Wyjeżdżająca już z salonów generacja Hyundaia i10 to raczej pudełkowe auto, które chociaż wciąż nieźle się sprzedaje, daleko mu do liderów segmentu. Stylistykę wąskiego i wysokiego nadwozia uratował trochę facelifting sprzed kilku lat, który optycznie nieco przysadził samochód do ziemi. Niestety, fizyki się nie oszuka – wymiary karoserii tego małego Hyundaia działały na jego niekorzyść na każdym zakręcie.
Teraz przyszedł czas na zmiany. Nowa generacja i10 to kolejny krok koreańskiej marki w stronę Europy. I chyba ostatni. Hyundai dotarł na miejsce - i widać to już nawet po wyglądzie auta. O ile jeszcze kilka lat temu producent mógł mieć kompleksy wobec doświadczonych na Starym Kontynencie marek, tak teraz staje z nimi w szranki i walczy jak równy z równym.

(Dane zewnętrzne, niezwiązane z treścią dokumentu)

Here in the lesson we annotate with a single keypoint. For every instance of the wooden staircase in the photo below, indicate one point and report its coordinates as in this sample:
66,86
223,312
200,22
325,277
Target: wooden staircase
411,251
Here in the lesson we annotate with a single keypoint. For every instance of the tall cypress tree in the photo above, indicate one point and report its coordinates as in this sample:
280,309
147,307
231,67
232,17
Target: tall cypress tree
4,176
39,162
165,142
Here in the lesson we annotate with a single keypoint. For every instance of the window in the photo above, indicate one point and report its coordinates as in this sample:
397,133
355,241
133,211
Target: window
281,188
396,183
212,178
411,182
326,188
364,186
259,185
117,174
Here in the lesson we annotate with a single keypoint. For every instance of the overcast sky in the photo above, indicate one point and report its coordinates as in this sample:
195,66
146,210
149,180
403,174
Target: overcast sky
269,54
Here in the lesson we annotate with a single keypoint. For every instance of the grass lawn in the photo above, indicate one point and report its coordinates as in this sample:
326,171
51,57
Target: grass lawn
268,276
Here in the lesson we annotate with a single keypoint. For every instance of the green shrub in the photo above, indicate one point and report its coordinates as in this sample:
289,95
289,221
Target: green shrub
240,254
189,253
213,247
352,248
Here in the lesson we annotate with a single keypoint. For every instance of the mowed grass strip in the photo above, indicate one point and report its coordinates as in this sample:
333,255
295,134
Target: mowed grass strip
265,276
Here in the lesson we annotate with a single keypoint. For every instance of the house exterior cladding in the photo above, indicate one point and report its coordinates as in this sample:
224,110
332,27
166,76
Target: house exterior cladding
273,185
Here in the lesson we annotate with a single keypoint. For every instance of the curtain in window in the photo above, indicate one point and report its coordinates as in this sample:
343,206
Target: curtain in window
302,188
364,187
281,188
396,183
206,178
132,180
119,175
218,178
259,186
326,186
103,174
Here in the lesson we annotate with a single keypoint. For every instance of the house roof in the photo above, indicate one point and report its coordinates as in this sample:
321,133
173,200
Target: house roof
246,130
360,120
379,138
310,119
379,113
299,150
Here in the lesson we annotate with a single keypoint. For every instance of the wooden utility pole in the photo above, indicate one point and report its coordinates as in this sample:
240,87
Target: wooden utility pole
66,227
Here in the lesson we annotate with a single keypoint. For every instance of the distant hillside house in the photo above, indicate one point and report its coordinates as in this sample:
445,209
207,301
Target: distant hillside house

Na pierwszy rzut oka zmienił się głównie wygląd i10. Mały Hyundai nieco się wydłużył i stracił kilka centymetrów wysokości. Na pochwałę zasługuje to, że styliści marki pomogli przejść i10 przez te zmiany w dobrym stylu. Przód wygląda teraz naprawdę zadziornie, a od boku auto sprawia wrażenie dosyć przysadzistego, mimo proporcji charakterystycznych dla segmentu A. Sądzę, że to zasługa dolnej listwy oraz ostrego przetłoczenia na wysokości klamek. Te krawędzie optycznie zmniejszają odległość od dołu nadwozia do dolnej linii okien.
Zmiany na lepsze zaszły także we wnętrzu i10. Deska rozdzielcza wygląda nowocześnie, ale jest pozbawiona zbędnych fajerwerków. Dzięki temu auto powinno trafić w gusta klientów młodszych niż do tej pory, a jednocześnie bardziej konserwatywni nabywcy wciąż będą nim zainteresowani. Tak zresztą opisuje swoich nowych odbiorców Hyundai. Marka chce teraz lepiej dopasować się do potrzeb młodych. Co z tego wyjdzie? Przekonamy się z czasem.
W kwestii samego wykonania wnętrza Hyundai zasłużył na plus. Użyte tworzywa sztuczne są przyzwoitej jakości i skutecznie maskują wszystkie metalowe elementy, które u konkurencji zazwyczaj są odsłonięte.
Ilość miejsca z tyłu nie powala na kolana, ale też nie rozczarowuje. Taka przestrzeń to raczej norma we współczesnym segmencie A. Wyjątkowo dobrze jest, jeśli przejdziemy jeszcze krok do tyłu. Bagażnik ma 252 l pojemności, co czyni go największym w klasie. Do tej pory najlepiej wypadały pod tym względem trojaczki koncernu VAG, czyli Škoda Citigo, Volkswagen up! i Seat Mii. Koreańskiej marce udało się przebić ich wynik o… 1 l.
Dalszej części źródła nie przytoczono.